The 162-mile crude oil pipeline will carry almost half a million gallons of oil a day across 11 Louisiana parishes and 700 bodies of water, from Nederland, Texas, to St. James Parish, roughly 60 miles from New Orleans. Louisiana has parishes instead of counties.

St. James Parish is located along the Mississippi River in a stretch between Baton Rouge and New Orleans known as “cancer alley” because of the high concentration of refineries and chemical plants as well as the notoriously poor health of its residents.

Energy Transfer Partners also built and owns the controversial Dakota Access Pipeline. The Bayou Bridge Pipeline will be the final leg connecting the Bakken oil fields in North Dakota with Louisiana refineries and export terminals.

The coastal zone in question is the last 18 miles of the Bayou Bridge Pipeline, which includes land in St. James and Ascension parishes. Because the area is considered coastal, the DNR was tasked with reviewing state laws related to construction and issuing the permit.

Judge Turner last summer found that the department did not apply state-mandated guidelines on the activities of companies involved in oil and gas, a fact he called “troubling.” He further found that the DNR should have required a plan for evacuation in the event of a spill or a disaster in accordance with state guidelines.

The state appeals court judges disagreed Wednesday, saying the plaintiffs and Judge Turner had attempted to apply state guidelines governing oil and gas, to a pipeline, which is not oil and gas itself but merely a mode of transportation for oil and gas. 

In the 15-page decision penned by Judge Stephen Windhorst, the majority agreed with the DNR’s decision to issue the permit without requiring an evacuation route for the community living in Burton Lane in St. James Parish, saying “there is no indication in the record that the proposed pipeline will change existing evacuation routes.” The judges also ruled that the local government, not the private company, is responsible for evacuation routes and procedures.

The panel found that the department made 11 requests for comment and obtained a permit from the Bayou Lafourche Fresh Water District to cross the bayou prior to issuing the permit.

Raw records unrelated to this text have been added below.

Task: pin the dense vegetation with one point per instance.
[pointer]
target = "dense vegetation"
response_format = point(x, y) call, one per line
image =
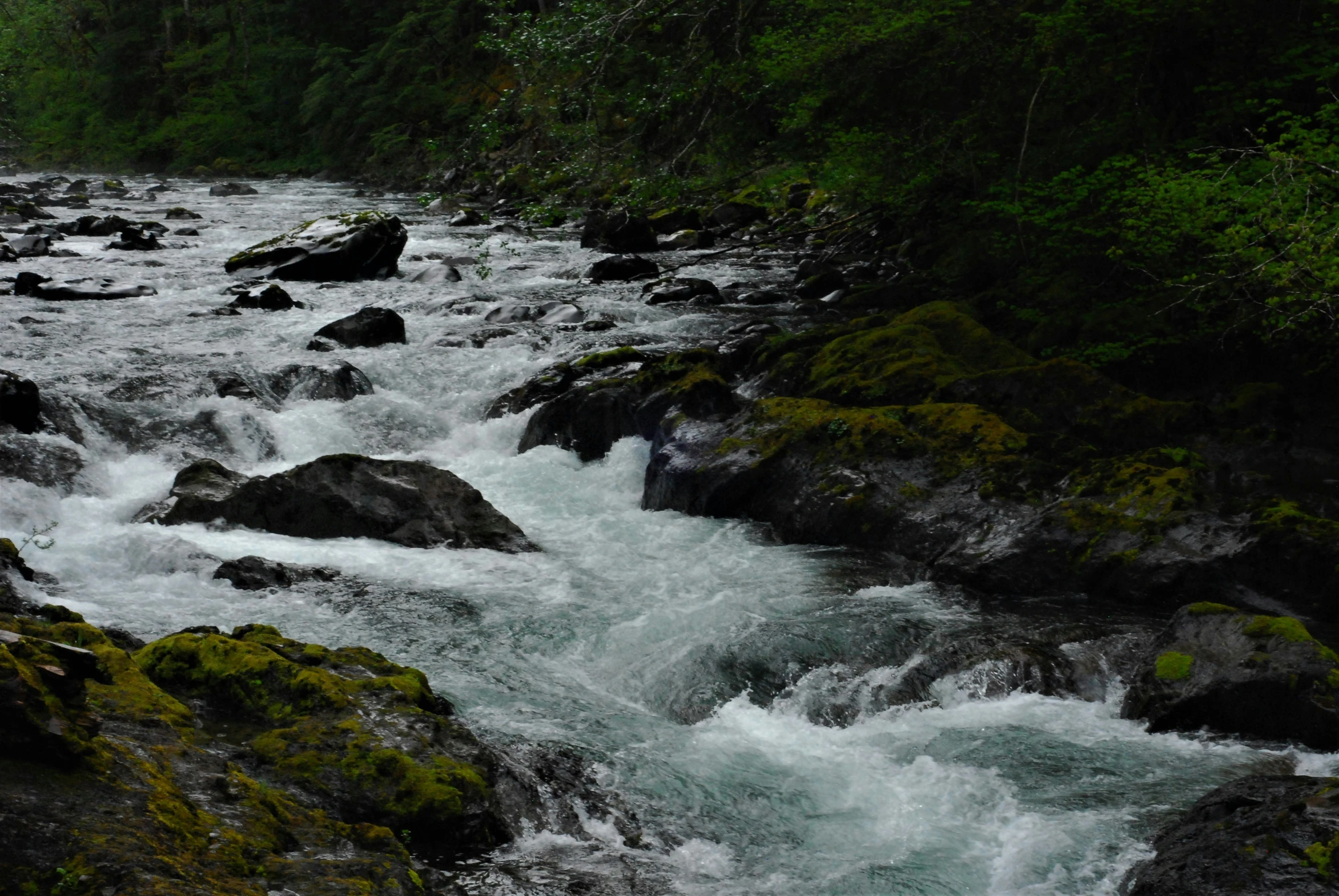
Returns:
point(1147, 185)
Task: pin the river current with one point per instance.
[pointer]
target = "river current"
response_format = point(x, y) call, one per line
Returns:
point(633, 640)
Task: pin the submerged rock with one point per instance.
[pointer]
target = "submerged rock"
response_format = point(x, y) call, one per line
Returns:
point(1258, 836)
point(344, 247)
point(405, 502)
point(366, 328)
point(1239, 673)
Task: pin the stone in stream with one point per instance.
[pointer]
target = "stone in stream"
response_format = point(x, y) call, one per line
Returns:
point(622, 268)
point(618, 231)
point(1239, 673)
point(1256, 836)
point(232, 190)
point(405, 502)
point(366, 328)
point(137, 240)
point(441, 273)
point(21, 403)
point(335, 248)
point(256, 573)
point(79, 289)
point(267, 297)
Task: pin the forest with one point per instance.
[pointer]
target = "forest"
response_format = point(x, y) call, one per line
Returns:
point(1141, 185)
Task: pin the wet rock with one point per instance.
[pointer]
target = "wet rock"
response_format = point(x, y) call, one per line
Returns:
point(689, 240)
point(441, 273)
point(682, 289)
point(1244, 675)
point(1258, 836)
point(137, 240)
point(367, 328)
point(315, 383)
point(232, 190)
point(344, 497)
point(21, 403)
point(509, 314)
point(622, 268)
point(256, 573)
point(731, 216)
point(79, 289)
point(677, 220)
point(268, 297)
point(467, 219)
point(30, 247)
point(41, 459)
point(335, 248)
point(619, 232)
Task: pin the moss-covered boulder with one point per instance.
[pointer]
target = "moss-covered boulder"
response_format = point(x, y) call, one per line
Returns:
point(189, 766)
point(1239, 673)
point(342, 247)
point(1256, 836)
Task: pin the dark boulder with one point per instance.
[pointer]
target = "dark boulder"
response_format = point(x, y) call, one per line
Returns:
point(731, 216)
point(367, 328)
point(21, 404)
point(682, 289)
point(137, 240)
point(618, 231)
point(83, 288)
point(1239, 673)
point(232, 190)
point(344, 247)
point(1258, 836)
point(622, 268)
point(256, 573)
point(315, 383)
point(267, 297)
point(405, 502)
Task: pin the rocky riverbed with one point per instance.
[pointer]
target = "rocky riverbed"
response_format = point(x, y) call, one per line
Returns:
point(413, 548)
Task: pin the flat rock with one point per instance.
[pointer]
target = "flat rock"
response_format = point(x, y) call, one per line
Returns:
point(405, 502)
point(335, 248)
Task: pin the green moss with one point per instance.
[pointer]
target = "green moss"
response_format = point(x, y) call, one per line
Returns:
point(623, 355)
point(1205, 608)
point(1172, 667)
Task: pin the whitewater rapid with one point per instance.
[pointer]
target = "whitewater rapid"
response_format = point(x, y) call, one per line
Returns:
point(611, 642)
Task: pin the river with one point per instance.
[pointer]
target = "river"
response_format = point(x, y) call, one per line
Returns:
point(641, 641)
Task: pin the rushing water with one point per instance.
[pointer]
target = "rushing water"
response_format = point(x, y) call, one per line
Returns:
point(630, 638)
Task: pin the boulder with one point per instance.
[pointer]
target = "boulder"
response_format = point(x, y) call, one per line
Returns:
point(21, 404)
point(467, 219)
point(441, 273)
point(366, 328)
point(677, 220)
point(618, 231)
point(256, 573)
point(317, 383)
point(137, 240)
point(622, 268)
point(689, 240)
point(1256, 836)
point(79, 289)
point(731, 216)
point(682, 289)
point(405, 502)
point(1239, 673)
point(344, 247)
point(232, 190)
point(268, 297)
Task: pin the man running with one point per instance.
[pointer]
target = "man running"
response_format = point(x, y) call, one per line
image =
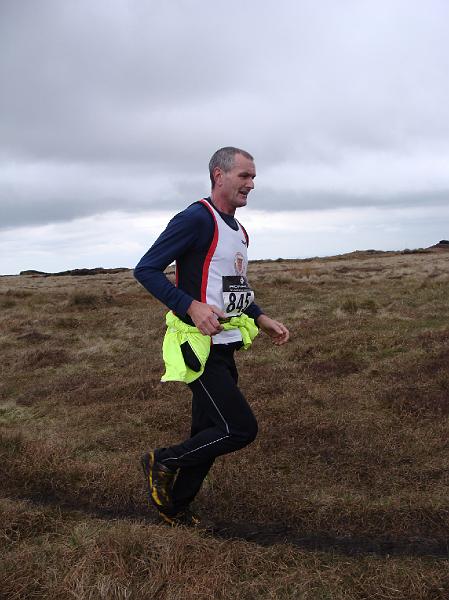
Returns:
point(211, 296)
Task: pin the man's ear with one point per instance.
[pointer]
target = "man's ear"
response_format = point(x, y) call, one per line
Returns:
point(218, 176)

The ruling also says St. James Parish issued two separate letters stating it “has no objection and supports the project.”

The judges found the department did its best to weigh all factors when issuing the permit, saying that the DNR “conducted a systematic consideration of all pertinent information regarding the use, the site and the impacts of the use and a balancing of their relative significant public benefits with adverse impacts.”

But in his dissent, Judge Johnson disagreed, saying “the analysis does not consider the overall welfare of the public when placing the pipeline in an area already inundated with chemical facilities.”

Johnson also said the Louisiana Constitution requires that natural resources of the state, including air and water, shall be protected and “replenished insofar as possible and consistent with the health, safety, and welfare of the people.”

He said upon “reviewing the reasons for DNR’s decision, I find that DNR’s adopted decision gave significant consideration to the economic benefits and minimal consideration to the environmental effects on the wildlife and habitats; yet, it gave virtually no consideration to the impact on the human lives in that area.”

“As a result, I find that DNR’s decision was arbitrary and gave insufficient weight to the welfare of the people; thus, it was a violation of DNR’s duty of public trust to issue Bayou Pipeline the coastal use permit for the pipeline,” the judge continued.

In conclusion, Johnson wrote that the DNR’s permit “violated its duty of public trust.”

Patrick Courreges, communications director for the DNR, said in a phone call Thursday that he wasn’t surprised by Wednesday’s ruling.

“The reason we appealed is we maintained all along that our staff did it the right way,” Courreges said. 

Judge Windhorst’s majority decision was joined by Judges Susan Chehardy, Robert Chaisson and Hans Liljeberg.

The pipeline company also prevailed in federal courts after a divided Fifth Circuit ruled in September that the U.S. Army Corps of Engineers properly approved the construction.